Nasıl olabilir? Kendi memleketinden uzakta şehit olan bir MİT mensubunun cenazesi devletin gizli bilgisi sayılabilir? Günlerdir Türkiye’nin konuştuğu, Cumhurbaşkanı’nın kürsüden ilan ettiği, Meclis’te bir vekilin adını soyadını açıkladığı, köy muhtarının bile sosyal medya hesabında şehidin fotoğrafıyla paylaştığı bir bilgi mahrem ilan edilir?
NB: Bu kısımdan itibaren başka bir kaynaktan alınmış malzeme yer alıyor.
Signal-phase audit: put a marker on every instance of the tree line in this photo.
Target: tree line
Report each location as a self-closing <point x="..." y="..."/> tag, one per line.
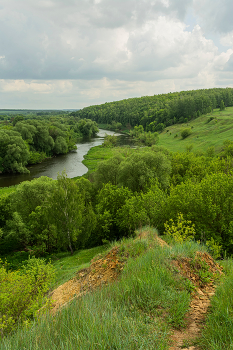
<point x="29" y="141"/>
<point x="157" y="112"/>
<point x="135" y="187"/>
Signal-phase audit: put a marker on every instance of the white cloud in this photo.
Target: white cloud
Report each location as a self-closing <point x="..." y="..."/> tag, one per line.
<point x="91" y="51"/>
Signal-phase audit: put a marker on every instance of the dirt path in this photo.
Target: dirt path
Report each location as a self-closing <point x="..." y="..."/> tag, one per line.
<point x="200" y="300"/>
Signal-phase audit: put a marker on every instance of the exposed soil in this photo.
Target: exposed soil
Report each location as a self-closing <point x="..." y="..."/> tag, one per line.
<point x="200" y="299"/>
<point x="108" y="269"/>
<point x="100" y="272"/>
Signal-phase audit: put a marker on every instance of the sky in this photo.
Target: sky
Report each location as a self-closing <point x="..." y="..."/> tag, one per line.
<point x="69" y="54"/>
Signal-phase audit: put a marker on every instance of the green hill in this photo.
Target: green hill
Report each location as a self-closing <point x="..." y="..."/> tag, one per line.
<point x="210" y="130"/>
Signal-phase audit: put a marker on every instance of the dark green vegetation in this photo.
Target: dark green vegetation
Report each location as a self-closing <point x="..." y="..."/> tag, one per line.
<point x="156" y="112"/>
<point x="26" y="141"/>
<point x="186" y="196"/>
<point x="218" y="332"/>
<point x="140" y="310"/>
<point x="136" y="312"/>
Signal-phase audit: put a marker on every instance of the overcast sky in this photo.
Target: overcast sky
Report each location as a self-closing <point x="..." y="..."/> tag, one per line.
<point x="74" y="53"/>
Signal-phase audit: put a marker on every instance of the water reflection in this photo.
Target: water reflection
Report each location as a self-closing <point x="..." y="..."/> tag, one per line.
<point x="71" y="162"/>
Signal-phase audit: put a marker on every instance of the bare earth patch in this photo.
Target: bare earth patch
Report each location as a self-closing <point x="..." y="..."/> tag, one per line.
<point x="200" y="301"/>
<point x="99" y="273"/>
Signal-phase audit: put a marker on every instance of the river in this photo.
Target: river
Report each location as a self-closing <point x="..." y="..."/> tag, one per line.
<point x="71" y="162"/>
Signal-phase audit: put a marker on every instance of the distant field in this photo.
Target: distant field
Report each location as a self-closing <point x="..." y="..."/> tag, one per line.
<point x="205" y="133"/>
<point x="7" y="190"/>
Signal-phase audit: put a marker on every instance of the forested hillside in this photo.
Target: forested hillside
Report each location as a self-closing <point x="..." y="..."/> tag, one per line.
<point x="156" y="112"/>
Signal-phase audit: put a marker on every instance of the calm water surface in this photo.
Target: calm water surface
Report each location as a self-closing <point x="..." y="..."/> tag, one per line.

MİT Başkanı’nın oğlunu evlendirmesi haber olurken, düğünün fotoğrafları, katılanlar paylaşırken, nasıl olur da şehit olan personelin cenazesi yasak kabul edilir? Görev başındaki MİT mensuplarının güvenliği için çıkarılmış bir kanunun, artık vatan toprağının altında olan bir istihbaratçı ile ne ilgisi var?
Niyet, suçu bulmak değil, yaratmaksa bu soruların bir anlamı yok. Sizi hapsetmek için sebep aranıyorsa kanun kitabı uzatılıp genişletilebilir. Sizi susturmak, kaleminizi kırmak için mahkemeler bahane kılınabilir.
HAPİSHANE DE BİR SEÇİMDİR
Ben mi?
Dışarıdayken bana hapishaneyi en çok hatırlatan şey, plastik su şişesinin kıvrılma sesiydi. Orada bir çöp tenekesine düşünmeden atarsınız. Burada ise çok şey yaparsınız. İçine çoraplarınızı, çamaşırlarınızı, su ve deterjanla atar da sallarsanız çamaşır makinesi olur. Bir sopanın ucuna asar da kaldırırsanız spor aleti. Duvar diplerine dizerseniz çıtırtının gürültüye dönmesini önler. Güneşin altında bekletirseniz ılık banyo yardımcısıdır. Onunla delikler kapatılır, yangına karşı hazırlık yapılır. Bir plastik şişe her şeye yeniden başlamanın aracıdır.
Hapishane de bir seçimdir. İnsanın tercihlerinin sonucudur. İstanbul’da deniz kenarında bir yalıda toplanmış Fethullah artıklarının arasında olmaktansa, hapishanede yalnız kalmak ahlaki tercihtir. Mahkemede, kurulmuş bir düzenin cüppeli zabiti olmaktansa ayakta savunma yapan bir savaşçı olmak hukuki bir tercihtir. Çakallarla tezgâh kurmaktansa karıncalarla yaşamak insani bir tercihtir. Tüm devrimler bu tercihleri yapanların eylemlerinin ürünüdür.
Yalnızlık mı? Betona bakıp beton, demire bakıp demir olmuyorsanız, yalnızlık dünyayı değiştirmenin başlangıcıdır, başlangıcıdır sadece.